As I was leaving Grove after the bearded tit session I noticed a couple of warblers moving though the reeds. One was easily recognised as a sedge warbler but the other, on first glimpse, looked more like a chiff (round headed) than a reed warbler. As I watched it a little longer it was clear that it wasn’t a chiff but it also didn’t look quite right for a reed warbler in that it had pale yellow legs and the beak looked too short so I followed it as it moved through the reeds towards me hoping for a picture or two.
It actually got quite close and a couple of times was in the open and I managed 2 shots that were of reasonable quality. I have spent the last few days poring over these pictures and scouring the interweb trying to decide whether it was a marsh warbler that I had seen.
As I said earlier first impressions in the field were round headed, short beak and pale (yellow) legs all of which are consistent with marsh warbler but I was searching for some corroboratory evidence because everything I read suggested these features could be unreliable. Also marsh warblers are more associated with scrubby areas rather than reed beds.

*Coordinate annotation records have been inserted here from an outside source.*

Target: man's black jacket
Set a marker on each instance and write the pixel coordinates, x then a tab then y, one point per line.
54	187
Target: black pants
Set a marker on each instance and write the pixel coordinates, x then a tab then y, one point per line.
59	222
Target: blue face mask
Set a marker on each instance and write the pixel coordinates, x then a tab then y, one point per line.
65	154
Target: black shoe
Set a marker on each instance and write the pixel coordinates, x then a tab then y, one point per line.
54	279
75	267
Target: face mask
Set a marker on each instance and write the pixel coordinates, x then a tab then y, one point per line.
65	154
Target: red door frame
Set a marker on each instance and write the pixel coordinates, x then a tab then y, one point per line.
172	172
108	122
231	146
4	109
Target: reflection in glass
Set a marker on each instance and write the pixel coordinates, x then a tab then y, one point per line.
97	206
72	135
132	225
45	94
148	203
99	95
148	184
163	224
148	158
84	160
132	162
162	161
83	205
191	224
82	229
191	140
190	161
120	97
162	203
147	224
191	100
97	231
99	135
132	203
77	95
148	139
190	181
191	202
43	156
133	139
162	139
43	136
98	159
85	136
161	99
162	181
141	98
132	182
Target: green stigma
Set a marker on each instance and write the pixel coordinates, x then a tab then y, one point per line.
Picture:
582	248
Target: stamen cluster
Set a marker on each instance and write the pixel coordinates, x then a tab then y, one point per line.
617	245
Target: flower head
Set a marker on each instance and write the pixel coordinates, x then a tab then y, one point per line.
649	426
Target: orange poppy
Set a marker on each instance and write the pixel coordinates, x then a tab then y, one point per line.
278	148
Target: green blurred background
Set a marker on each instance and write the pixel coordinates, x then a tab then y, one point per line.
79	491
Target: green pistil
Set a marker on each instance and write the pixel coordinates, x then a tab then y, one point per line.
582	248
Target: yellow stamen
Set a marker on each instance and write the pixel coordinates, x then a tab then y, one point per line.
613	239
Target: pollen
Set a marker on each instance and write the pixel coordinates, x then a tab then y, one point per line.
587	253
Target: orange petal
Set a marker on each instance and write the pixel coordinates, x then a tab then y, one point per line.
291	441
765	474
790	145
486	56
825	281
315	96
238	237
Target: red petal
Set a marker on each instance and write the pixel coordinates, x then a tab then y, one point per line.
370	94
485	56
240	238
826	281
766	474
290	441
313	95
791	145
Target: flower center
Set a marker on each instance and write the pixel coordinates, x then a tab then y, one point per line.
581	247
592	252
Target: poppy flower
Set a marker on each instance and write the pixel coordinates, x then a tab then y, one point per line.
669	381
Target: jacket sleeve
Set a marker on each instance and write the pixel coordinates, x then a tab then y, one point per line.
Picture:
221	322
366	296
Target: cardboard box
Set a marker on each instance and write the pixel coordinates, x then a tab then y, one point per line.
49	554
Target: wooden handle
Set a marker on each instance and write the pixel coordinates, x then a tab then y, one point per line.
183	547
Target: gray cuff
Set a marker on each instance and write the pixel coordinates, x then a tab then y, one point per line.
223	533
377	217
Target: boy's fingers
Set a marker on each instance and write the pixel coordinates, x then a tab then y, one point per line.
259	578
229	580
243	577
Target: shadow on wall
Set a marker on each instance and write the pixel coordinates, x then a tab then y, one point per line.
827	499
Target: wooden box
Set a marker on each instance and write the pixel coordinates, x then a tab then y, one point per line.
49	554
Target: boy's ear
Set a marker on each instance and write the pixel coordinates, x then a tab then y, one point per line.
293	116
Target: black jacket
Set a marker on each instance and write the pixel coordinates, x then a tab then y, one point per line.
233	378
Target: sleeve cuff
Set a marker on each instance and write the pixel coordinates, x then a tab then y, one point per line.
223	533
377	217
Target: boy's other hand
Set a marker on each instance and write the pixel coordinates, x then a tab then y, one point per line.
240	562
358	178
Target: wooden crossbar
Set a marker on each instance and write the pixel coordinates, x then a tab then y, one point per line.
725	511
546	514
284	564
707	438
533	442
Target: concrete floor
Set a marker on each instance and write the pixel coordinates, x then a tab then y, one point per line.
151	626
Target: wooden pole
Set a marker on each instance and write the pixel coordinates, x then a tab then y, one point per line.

Marsh warbler also have longer wings and longer primary projection than a reed – all very good but to decide these “relative” proportions as a bird is flitting through the reeds with only a sedge warbler for company is, for me, difficult AND subjective. Marsh warblers are also reported as having white tips to the primaries - a feature clearly visible in top shot.
Searching the interweb provided found an entry on the Portland wed site which suggested 2 features that can be used to separate a marsh from a reed warbler in the hand – the length of the notch on the 2nd primary and similarly the length of the emargination on the 3rd primary. See http://www.portlandbirdobs.org.uk/bpp_marsh_vs_reed_warbler_310506.htm.
A quick look at the images I took meant that the notch length was not going to be of any use because I didn’t have a picture that showed it, however one of the pictures did show the emargination on the 3rd primary. In a reed warbler the emargination stretches almost down to the secondaries whereas in a marsh warbler it is much shorter only stretching about half that distance.
|Emargination of the 3rd primary|
Whilst it would be easier to see from a side shot I believe this picture shows the emargination of my bird falling well short of the secondaries and being consistent with a marsh warbler.
So there you have it. I think it looks good for a marsh warbler but I'm no authority on this so comments appreciated
The same pictures will appear on my Flickr site.